John Ramsbottom (11 September 1814 - 20 May 1897) was an English mechanical engineer. He was born in Todmorden, then on the county border of Yorkshire and Lancashire. He was the chief mechanical engineer for the London and North Western Railway for 14 years. He created many inventions for railways, most notably the split metal piston ring now used by nearly all reciprocating engines.

==Early life==
John Ramsbottom was born on 11 September 1814 in Todmorden. He was the third child of six and the youngest son. His parents were Henry and Sarah Ramsbottom, Henry was a cotton spinner. His grandfather was John Ramsbottom, a tailor.

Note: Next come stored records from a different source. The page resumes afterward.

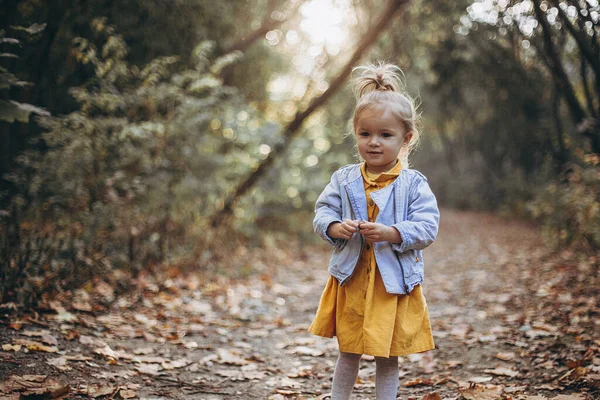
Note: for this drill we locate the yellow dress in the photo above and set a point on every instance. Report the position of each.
(365, 318)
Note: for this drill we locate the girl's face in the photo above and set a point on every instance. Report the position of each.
(380, 135)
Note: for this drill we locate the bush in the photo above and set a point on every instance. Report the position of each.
(569, 210)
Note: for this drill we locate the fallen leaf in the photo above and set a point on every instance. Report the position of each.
(97, 390)
(508, 356)
(478, 392)
(230, 357)
(34, 385)
(36, 346)
(305, 351)
(502, 371)
(480, 379)
(417, 382)
(127, 393)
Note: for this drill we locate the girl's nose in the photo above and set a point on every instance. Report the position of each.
(374, 141)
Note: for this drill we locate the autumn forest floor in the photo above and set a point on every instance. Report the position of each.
(511, 320)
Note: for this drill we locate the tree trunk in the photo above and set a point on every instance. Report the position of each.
(292, 129)
(557, 69)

He had little in the way of schooling having "a short time spent in a dame's school he went to four schoolmasters in succession, then to a baptist minister, then to a colleague of the latter, who taught him as far as simple equations".

==Todmorden==
His grandfather and father leased land in the Salford area of Todmorden, and in 1804–1805 established the "Steam Factory", the first steam powered cotton spinning mill in Todmorden. (Note: The Salford area of Todmorden was The Cradle of Todmorden Industry according to Pennie (2007). The area was ideally placed being adjacent to the Rochdale canal which had opened in 1804.)

His father gave him a lathe which he used to construct models of various steam engines for his own education and to entertain friends. He used these skills in the workplace rebuilding and modifying the mill engine. He was interested in other technologies, installing the 'new' coal gas illumination in the mill and manufacturing a machine to produce cut nails. In partnership with his uncle, Richard Holt, he took out a patent (No. 6644) in 1834 for an improvement to a power loom, described in Pennie (2007) as a "vertical loom and weft-fork". In 1836 he took out another patent (No. 6975) for "roving, spinning and doubling of fibres".

==Manchester==
In 1839 he went as a journeyman to Sharp, Roberts & Co. in Manchester. The company manufactured textile machinery and machine tools at their Atlas Works in Manchester. By the time Ramsbottom joined them they were also a successful manufacturer of steam locomotives and here he "gained practical knowledge of the design and construction of steam locomotives".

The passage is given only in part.